Select Committee on Standards and Privileges Fifth Report


Letter to the Chairman of the Committee on Standards and Privileges from Lord Neill of Bladen QC, Committee on Standards in Public Life

My colleagues and I have now had an opportunity to consider carefully your consultation paper on proposed amendments to the rules relating to the conduct of Members of Parliament.

As you will expect, our principal interest, in relation to the specific proposals you make, is in the proposed changes to the guidance on the application of the advocacy rule. It appears that you received representations similar to those which we received during the enquiry which led to the publication of our Sixth Report and you have concluded, as we did, that the application of the advocacy rule to overseas visits funded by a foreign Government requires modification. My colleagues and I support your proposals in that regard.

Where I believe we continue to differ is that my Committee was of the view that the modification of the guidance should be applied more generally to all interests subject, of course, to the ban on paid advocacy and the rules on declaration and registration of interests. In our view, the safeguard afforded by the ban on paid advocacy and by the requirement of openness, coupled with a further requirement that a Member should indicate an interest on the Order Paper (or Notice Paper), would be sufficient to protect against abuse. I hope that after the change in the guidance in relation to overseas visits has been in operation for a reasonable period (assuming that it is adopted by the House), your Committee will re-visit this broader issue, taking into account the experience acquired in relation to the changed rules for overseas visits.

Having reflected not only on the individual elements of your consultation paper but also on its collective effect, I would like to make a general point. You will recall that when you kindly came to give evidence in our recent enquiry into the House of Lords, you said the following about the development of the present House of Commons' Code: "... as one finds out more details of what people have done, one keeps adding a bit more and the result is a very complicated code. Our task is to try to simplify it." (Volume 2 of the Seventh Report (Cm 4903), page 206, paragraph 2705).

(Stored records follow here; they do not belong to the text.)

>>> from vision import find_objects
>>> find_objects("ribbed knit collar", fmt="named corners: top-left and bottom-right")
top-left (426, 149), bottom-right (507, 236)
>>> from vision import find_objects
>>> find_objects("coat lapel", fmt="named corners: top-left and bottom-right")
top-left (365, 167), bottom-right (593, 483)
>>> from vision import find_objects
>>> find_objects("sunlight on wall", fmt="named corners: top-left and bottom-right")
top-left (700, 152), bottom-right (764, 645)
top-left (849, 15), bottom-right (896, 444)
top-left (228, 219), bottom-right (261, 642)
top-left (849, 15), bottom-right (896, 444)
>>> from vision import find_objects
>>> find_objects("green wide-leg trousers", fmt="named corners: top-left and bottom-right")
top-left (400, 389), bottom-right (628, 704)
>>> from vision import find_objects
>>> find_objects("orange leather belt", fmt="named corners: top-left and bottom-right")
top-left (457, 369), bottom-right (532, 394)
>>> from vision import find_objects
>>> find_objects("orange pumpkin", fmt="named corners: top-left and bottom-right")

My colleagues and I share your disquiet about this development and fear that there is a risk that the general principles of the House of Commons' Code will be obscured by the detail of the accompanying guidance. We are therefore concerned lest the general effect of the proposals set out in your consultation paper will exacerbate rather than ameliorate the trend to which you alluded in your evidence. No doubt this is a matter which you and your colleagues already have well in view. Your overall objective to "simplify" seems to us admirable.